A simple moving average (SMA) can be applied to filter the test
dataset (e.g., for smoothing purposes, etc.). A neural network
model trained to identify an area needed to determine an ISIP flag
may generate labels that identify the "Rate 0" through "End Rate 0"
area of each stage in the test data. In one example, the neural
network model may have an input layer, three two-node hidden
layers, and a single output layer where a prediction threshold may
be select for values greater than 0.001.
[0089] For example, and without imputing limitation, rectified
linear unit (ReLU) and/or sigmoid activation functions may be used
in the nodes within the neural network. In addition, an Adam
optimizer can be used to improve back propagation. In some cases,
the neural network has been trained with hyper-parameters including
10 epochs and batch sizes of 32, though it is understood that
various hyper-parameters may be used without departing from the
scope and spirit of the disclosure. Once trained, the neural
network recognizes data intervals that can be used in predicting
ISIP (e.g., by a downstream model, etc.).
[0090] FIG. 12 depicts a plot 1200 including a data interval
classification 1206 output by a neural network as discussed above.

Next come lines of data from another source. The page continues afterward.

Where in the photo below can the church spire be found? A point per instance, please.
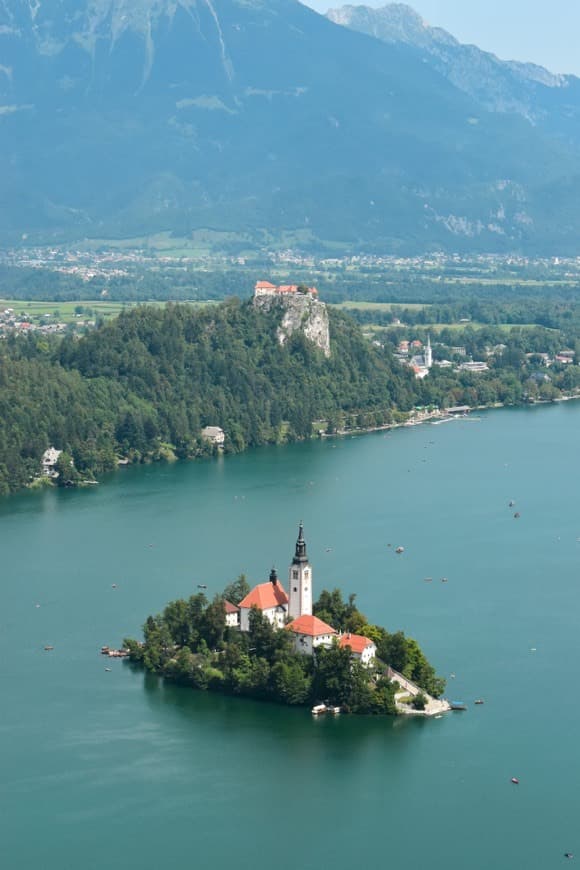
(300, 556)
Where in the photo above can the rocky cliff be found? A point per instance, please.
(299, 312)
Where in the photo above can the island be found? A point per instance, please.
(272, 644)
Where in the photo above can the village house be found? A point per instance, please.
(362, 648)
(214, 435)
(278, 607)
(309, 633)
(232, 615)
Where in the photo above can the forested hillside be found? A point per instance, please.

In particular, the neural network has identified an accurate
interval for further processing to predict an ISIP flag. One
indication of the accuracy of data interval classification 1206 is
a strong correlation to zeros and ones Boolean flags 1208A, 1208B
respectively, as seen in plot 1200. Here, the neural network
identifies data interval 1206 based on features of data for TP 1202
and SR 1204, though it is understood that other embodiments may
identify a data interval for ISIP detection using other data
channels and related features.
[0091] FIG. 13 depicts a plot 1300 of labeled data (e.g., produced
by the neural network discussed in FIG. 12 above) that has been
smoothed (e.g., according to operation 214 discussed above). In
particular, a filter extracts a portion 1306 of data classified
with a "1" by the neural network above.
[0092] In on example, TP 1302 and SR 1304 are smoothed by a simple
moving average (SMA) and a start index 1301 is selected by
filtering the first 10 to 20 seconds of data following an initial
"Rate 0" label as discussed above. The first 40 to 50 seconds of
smoothed data following the start index can then be provided as a
new dataset to downstream processes (e.g., a logistic regression
model, etc.) for generating ISIP flags.
[0093] In some examples, outliers can be removed from the new
dataset to further prepare the data for ISIP flagging. FIGS. 14A-B
respectively depict a plot 1400 of a dataset with outliers left in
data for TR 1402A and SR 1404B and a plot 1450 of the same dataset
with outliers filtered out from TR 1452A and SR 1452B, according to
lower and upper limit filters according to equations (1) and (2).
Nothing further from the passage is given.